John Adams and mental health

Why are some people able to face life with all its storms and woes, and then go on to some degree of happiness and achievement, while others never seem to pick themselves up or be able to avoid a tragic personal slide into failure?  John Adams, in the Pulitzer Prize presidential biography by David McCullough on which the HBO Films miniseries was based, dealt with that question and came up with his own answers, partly from the world he lived in and partly from his own insights.

Death loomed large in American society in the late 18th century.  Several illnesses, including smallpox and yellow fever, killed many thousands.  In the city of Philadelphia, which had a yellow fever epidemic every summer, in just one such summer lost over 5,000 residents to that plague.  And certainly there were other tragedies in people’s families and personal lives. John Adams escaped from Philadelphia to his pleasant farm outside Boston where he and his wife Abigail were able to nurse their very considerable anxiety over their “tumult of grief,” as she called her deep struggle.
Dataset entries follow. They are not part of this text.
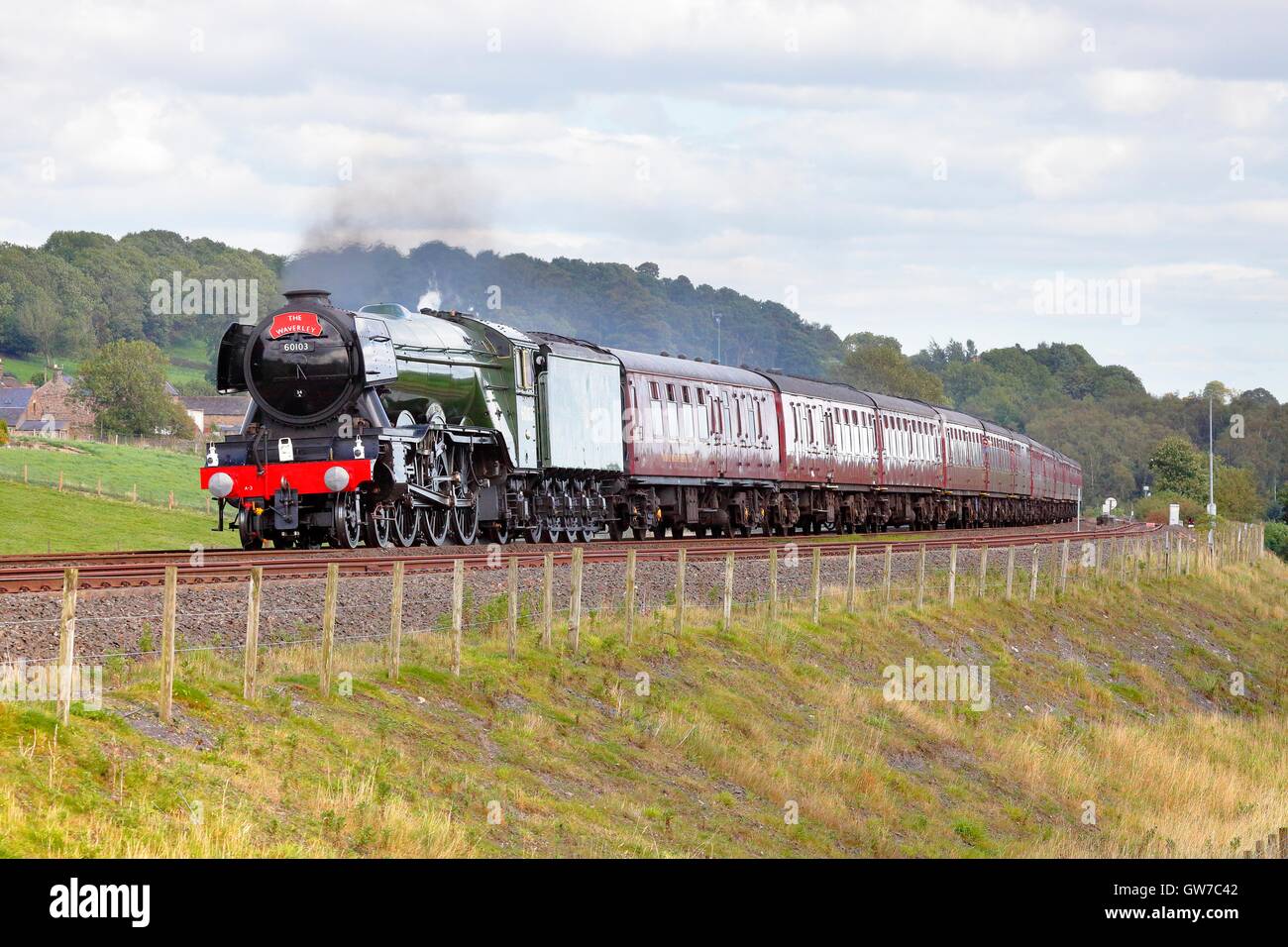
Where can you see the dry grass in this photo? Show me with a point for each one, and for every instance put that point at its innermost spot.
(1112, 696)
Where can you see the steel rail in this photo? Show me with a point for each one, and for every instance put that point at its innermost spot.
(145, 569)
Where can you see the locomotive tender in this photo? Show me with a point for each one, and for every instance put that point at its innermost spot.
(389, 427)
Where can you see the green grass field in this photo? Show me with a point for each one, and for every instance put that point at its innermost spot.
(752, 741)
(39, 519)
(154, 472)
(27, 367)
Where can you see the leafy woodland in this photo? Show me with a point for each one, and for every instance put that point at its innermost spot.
(78, 291)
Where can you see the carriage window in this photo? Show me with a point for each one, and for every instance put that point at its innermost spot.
(655, 414)
(673, 412)
(523, 368)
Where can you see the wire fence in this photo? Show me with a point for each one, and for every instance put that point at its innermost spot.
(548, 609)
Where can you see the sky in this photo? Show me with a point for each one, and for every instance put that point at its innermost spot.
(1111, 174)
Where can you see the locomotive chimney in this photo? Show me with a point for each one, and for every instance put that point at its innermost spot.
(316, 296)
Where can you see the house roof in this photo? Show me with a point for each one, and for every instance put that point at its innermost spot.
(219, 405)
(16, 397)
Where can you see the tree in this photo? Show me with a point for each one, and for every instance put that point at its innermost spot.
(877, 364)
(43, 320)
(1236, 493)
(125, 382)
(1179, 468)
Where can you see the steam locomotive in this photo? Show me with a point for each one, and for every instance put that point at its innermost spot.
(390, 427)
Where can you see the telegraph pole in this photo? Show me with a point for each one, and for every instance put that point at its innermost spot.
(1211, 480)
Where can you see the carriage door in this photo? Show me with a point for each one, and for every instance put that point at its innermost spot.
(526, 408)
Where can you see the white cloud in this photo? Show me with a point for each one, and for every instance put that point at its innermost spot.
(907, 167)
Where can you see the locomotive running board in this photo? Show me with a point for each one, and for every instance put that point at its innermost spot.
(430, 495)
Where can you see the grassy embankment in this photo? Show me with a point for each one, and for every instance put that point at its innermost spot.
(1116, 696)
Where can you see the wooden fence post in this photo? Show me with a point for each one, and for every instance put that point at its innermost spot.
(630, 595)
(773, 583)
(1010, 571)
(250, 667)
(333, 591)
(885, 581)
(816, 581)
(679, 591)
(513, 642)
(575, 602)
(921, 578)
(728, 600)
(548, 599)
(395, 624)
(167, 616)
(851, 578)
(952, 577)
(458, 613)
(1033, 574)
(67, 644)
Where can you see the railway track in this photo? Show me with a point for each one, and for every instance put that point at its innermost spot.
(37, 574)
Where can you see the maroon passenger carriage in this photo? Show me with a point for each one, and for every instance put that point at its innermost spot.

Both John and Abigail wrote numerous letters and kept “diaries,” personal journals in which they searched for understanding and ways to overcome. Journaling has more recently become a widely-accepted means of helping people through their challenges. John counseled his children and grandchildren to take up the practice.  Without it, he wrote, our travels would “be no better than a flight of birds through the air,” leaving no trace. It was an expression of his belief that “Everything in life should be done with reflection,” and of the view that “We must learn to know ourselves, to esteem ourselves, to respect ourselves.”  He also advocated going on frequent long walks along woods and open fields for much the same reason, and to strive for “independence,” personally, financially, and nationally.

The down-side of all this was that John, and many of the people of his times, could not accept within their own families those who failed in life, nor understand the fact that good habits and right thoughts are not sufficient to conquer the kinds of personal challenges that some people face.  One of the close friends of John Adams was a great help here, and indeed famous for his theories on mental illness and addiction.  This was Benjamin Rush, a signer of the American Constitution and a notable doctor who wrote Medical Inquiries and Observations upon the Diseases of the Mind, a book that became required reading in medical schools, earning Rush the title of “father of American psychiatry.”

Rush linked the mind with the body to show that there are common causes to physical and mental illnesses.  He opposed the general use of restraints and coercion in dealing with insanity and advocated for separate mental health wards and humane treatment. Rush also began to change the view that alcoholism was nothing more than sin and character failure, noting that the chemical properties of alcohol itself are “causal agents” in alcoholism.  He suggested that addicts be shown harm-reducing therapies such as “weaning them off” by access to “less potent substances.”  How modern many of his views now appear to be.